Incorporating IBM’s POWER processors with next-generation NVIDIA Tesla GPU accelerators and the NVIDIA NVLink high-speed processor interconnect, Summit and Sierra will use a highly efficient, high-performance data-centric computing approach that minimizes data in motion, thereby helping to optimize problem solving and time to solution while also greatly reducing overall energy consumption.
In addition to their data-centric design, the systems follow an OpenPOWER design concept that uses IBM’s open POWER architecture, as well as OpenPOWER Foundation member technology, including NVIDIA GPU and NVLink technologies, and Mellanox’s EDR 100Gb/s InfiniBand system interconnect. Applications developed at the Centers of Excellence will take full advantage of current and future innovations introduced by the growing OpenPOWER community of developers led in part by over 145 OpenPOWER Foundation members worldwide. Code innovations realized at the Centers will also benefit general purpose OpenPOWER-based commercial systems to be introduced by IBM and others.

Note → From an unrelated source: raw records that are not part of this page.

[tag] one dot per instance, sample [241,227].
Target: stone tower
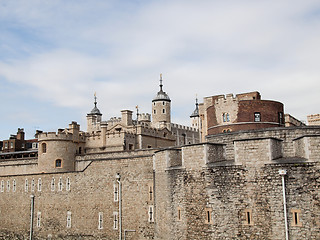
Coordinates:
[94,118]
[195,117]
[161,109]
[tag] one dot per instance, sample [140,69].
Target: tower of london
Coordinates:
[238,172]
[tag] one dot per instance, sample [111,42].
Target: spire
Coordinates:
[161,82]
[196,111]
[95,110]
[95,99]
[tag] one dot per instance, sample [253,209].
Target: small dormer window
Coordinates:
[58,163]
[257,117]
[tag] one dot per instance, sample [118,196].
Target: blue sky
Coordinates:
[55,54]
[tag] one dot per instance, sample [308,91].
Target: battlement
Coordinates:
[182,127]
[60,136]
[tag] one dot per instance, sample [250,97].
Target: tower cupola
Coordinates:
[161,109]
[94,117]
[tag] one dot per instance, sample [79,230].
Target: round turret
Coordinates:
[161,109]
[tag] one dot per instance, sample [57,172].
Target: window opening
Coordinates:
[257,117]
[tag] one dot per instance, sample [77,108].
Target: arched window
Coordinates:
[58,163]
[44,147]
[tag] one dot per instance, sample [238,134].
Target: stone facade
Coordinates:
[245,111]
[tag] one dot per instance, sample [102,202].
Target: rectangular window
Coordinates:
[115,220]
[26,185]
[68,184]
[115,192]
[248,217]
[38,219]
[296,218]
[68,219]
[60,184]
[151,214]
[8,186]
[257,117]
[208,212]
[52,184]
[150,192]
[39,184]
[100,224]
[179,217]
[14,185]
[32,185]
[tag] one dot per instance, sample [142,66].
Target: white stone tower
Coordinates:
[195,117]
[161,109]
[94,118]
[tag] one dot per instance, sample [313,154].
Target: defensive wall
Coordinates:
[227,188]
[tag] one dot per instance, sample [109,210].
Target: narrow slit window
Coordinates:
[115,192]
[115,220]
[2,186]
[39,184]
[32,185]
[208,212]
[296,218]
[38,219]
[248,217]
[100,223]
[179,217]
[52,184]
[68,184]
[68,219]
[14,184]
[151,214]
[60,184]
[26,185]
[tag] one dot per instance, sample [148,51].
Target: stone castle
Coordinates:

The work of the Centers of Excellence is managed by a technical steering group, which includes participants from IBM, NVIDIA and from Lawrence Livermore, Oak Ridge and Argonne National Laboratories.
The Centers of Excellence are leveraging current IBM Power Systems and OpenPOWER-based technologies for the required programming efforts, with the first prototype of the supercomputers expected to be available to system developers and application writers in late 2015.